I wrote the following similarity calculation method - there's no magic to the weights, just what my intuition said should be most important
def calcDistance(a1, a2,z1,z2, parser):
z1 = str(z1)
z2 = str(z2)
add1 = parser.parse(a1)
add2 = parser.parse(a2)
zip_dist = 0 if z1 == z2 else distance.levenshtein(z1,z2)
zip_weight = .4
attn_dist = distance.levenshtein(add1['attn'],add2['attn']) if add1['attn'] and add2['attn'] else 0
attn_weight = .1 if add1['attn'] and add2['attn'] else 0
suite_dist = distance.levenshtein(add1['suite_num'],add2['suite_num']) if add1['suite_num'] and add2['suite_num'] else 0
suite_weight = .1 if add1['suite_num'] and add2['suite_num'] else 0
street_dist = distance.levenshtein(add1['street_name'],add2['street_name']) if add1['street_name'] and add2['street_name'] else 0
street_weight = .3 if add1['street_name'] and add2['street_name'] else 0
house_dist = distance.levenshtein(add1['house'],add2['house']) if add1['house'] and add2['house'] else 0
house_weight = .1 if add1['house'] and add2['house'] else 0
weight = (zip_dist * zip_weight + attn_dist * attn_weight + suite_dist * suite_weight + street_dist * street_weight
+ house_dist * house_weight ) / (zip_weight +attn_weight + suite_weight + street_weight + house_weight )
return weight
Applying this function to each of my addresses, you can see that addresses 1-3 correctly are completely similar, and address 4 is a bit different.

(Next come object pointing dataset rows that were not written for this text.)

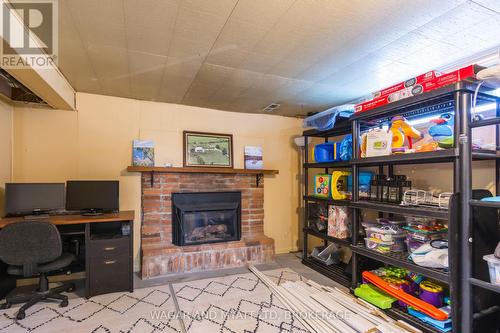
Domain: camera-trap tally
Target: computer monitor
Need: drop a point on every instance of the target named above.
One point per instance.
(89, 197)
(33, 198)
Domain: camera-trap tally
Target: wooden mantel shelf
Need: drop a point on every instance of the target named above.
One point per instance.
(258, 173)
(202, 170)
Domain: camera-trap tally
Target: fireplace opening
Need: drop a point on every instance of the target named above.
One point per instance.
(206, 217)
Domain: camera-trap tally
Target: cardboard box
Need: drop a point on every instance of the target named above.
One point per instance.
(417, 89)
(406, 84)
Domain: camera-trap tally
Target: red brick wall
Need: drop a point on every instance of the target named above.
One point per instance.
(160, 256)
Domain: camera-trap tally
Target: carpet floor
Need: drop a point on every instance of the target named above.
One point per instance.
(235, 303)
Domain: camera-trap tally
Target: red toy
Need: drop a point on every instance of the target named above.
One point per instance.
(400, 294)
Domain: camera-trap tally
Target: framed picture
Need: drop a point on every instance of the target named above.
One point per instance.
(253, 157)
(208, 149)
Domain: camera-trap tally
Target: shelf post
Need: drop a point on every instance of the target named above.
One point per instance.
(306, 191)
(463, 105)
(355, 198)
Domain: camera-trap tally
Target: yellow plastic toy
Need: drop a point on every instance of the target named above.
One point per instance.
(339, 180)
(400, 131)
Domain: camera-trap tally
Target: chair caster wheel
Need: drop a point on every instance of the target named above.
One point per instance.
(20, 315)
(5, 306)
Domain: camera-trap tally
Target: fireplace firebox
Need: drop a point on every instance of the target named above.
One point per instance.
(206, 217)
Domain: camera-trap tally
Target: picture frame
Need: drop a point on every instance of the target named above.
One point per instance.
(207, 150)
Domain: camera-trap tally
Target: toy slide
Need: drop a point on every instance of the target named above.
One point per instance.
(398, 293)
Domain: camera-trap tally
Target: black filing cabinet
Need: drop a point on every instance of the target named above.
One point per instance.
(109, 258)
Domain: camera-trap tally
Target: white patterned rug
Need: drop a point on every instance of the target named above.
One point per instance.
(230, 304)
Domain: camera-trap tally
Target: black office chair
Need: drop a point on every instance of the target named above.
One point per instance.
(34, 248)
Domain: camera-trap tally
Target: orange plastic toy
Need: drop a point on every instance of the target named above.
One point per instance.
(400, 294)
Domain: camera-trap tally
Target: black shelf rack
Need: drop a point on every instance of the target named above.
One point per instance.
(471, 286)
(456, 98)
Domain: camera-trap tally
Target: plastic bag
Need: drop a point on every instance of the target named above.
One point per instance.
(325, 120)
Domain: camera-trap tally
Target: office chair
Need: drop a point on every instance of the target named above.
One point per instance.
(34, 248)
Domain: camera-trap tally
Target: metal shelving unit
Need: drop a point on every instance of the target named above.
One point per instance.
(470, 315)
(455, 98)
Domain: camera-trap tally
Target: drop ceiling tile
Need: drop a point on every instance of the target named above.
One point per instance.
(288, 68)
(212, 74)
(140, 39)
(240, 34)
(174, 88)
(182, 67)
(99, 22)
(227, 56)
(262, 13)
(192, 49)
(218, 8)
(491, 4)
(151, 14)
(97, 12)
(259, 62)
(146, 73)
(111, 67)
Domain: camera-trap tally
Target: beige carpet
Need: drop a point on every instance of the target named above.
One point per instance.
(235, 303)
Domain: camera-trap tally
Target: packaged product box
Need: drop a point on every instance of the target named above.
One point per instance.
(426, 85)
(406, 84)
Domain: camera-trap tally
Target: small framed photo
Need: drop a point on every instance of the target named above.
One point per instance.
(253, 157)
(208, 149)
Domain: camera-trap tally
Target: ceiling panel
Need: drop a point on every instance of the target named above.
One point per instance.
(241, 55)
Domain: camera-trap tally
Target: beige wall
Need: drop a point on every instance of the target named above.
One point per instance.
(96, 143)
(5, 149)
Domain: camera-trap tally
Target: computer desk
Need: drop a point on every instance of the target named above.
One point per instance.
(108, 253)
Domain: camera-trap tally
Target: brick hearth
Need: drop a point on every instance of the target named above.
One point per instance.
(161, 257)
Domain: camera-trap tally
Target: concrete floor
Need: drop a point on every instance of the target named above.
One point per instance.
(290, 260)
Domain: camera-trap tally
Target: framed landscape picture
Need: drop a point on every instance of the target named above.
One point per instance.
(208, 149)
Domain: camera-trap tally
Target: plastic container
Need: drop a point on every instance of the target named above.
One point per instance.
(494, 268)
(385, 247)
(326, 152)
(329, 255)
(385, 233)
(392, 221)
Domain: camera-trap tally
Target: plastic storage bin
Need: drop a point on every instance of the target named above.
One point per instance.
(494, 268)
(385, 247)
(326, 152)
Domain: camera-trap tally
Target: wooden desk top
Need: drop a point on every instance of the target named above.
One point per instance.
(127, 215)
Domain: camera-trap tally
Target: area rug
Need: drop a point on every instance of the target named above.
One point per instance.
(235, 303)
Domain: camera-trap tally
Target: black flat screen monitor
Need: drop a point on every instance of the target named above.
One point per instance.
(92, 196)
(33, 198)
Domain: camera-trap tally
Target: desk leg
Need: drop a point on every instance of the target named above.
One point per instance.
(131, 256)
(87, 260)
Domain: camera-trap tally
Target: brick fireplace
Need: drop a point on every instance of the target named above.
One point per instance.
(160, 256)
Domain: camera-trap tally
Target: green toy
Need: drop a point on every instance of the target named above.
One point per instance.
(322, 185)
(375, 296)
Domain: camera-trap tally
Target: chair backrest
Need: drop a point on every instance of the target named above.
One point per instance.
(29, 243)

similarity = -1*np.array([[calcDistance(a1[0],a2[0],a1[1],a2[1],addr_parser) for a1 in addresses] for a2 in addresses])
print similarity
array([[-0. , -0. , -0. , -5.11111111],
[-0. , -0. , -0. , -5.11111111],
[-0. , -0. , -0. , -5.11111111],
[-5.11111111, -5.11111111, -5.11111111, -0. ]])
To then cluster these, I thought affinity clustering might be the best way to go - the cluster count is variable, it works with distances, and can identify a prototypical example, which I could then use the "best" address to represent the cluster. However, I'm getting some strange results - the affinityprop clusterer is producing 3 clusters for this data, instead of 2.
affprop = sklearn.cluster.AffinityPropagation(affinity="precomputed", damping=.5)
affprop.fit(similarity)
print affprop.labels_
array([0, 0, 1, 2], dtype=int64)
Conversely, DBSCAN correctly clusters into two
dbscan = sklearn.cluster.DBSCAN(min_samples=1)
dbscan.fit(similarity)
print dbscan.labels_
array([0, 0, 0, 1], dtype=int64)
Looking at this question, it seems that the issues is the clusterer is adding small random starting points, and counting the perfectly similar records as degeneracies.
Is there a way around this or should I just give up with the affinity clustering and stick to DBSCAN?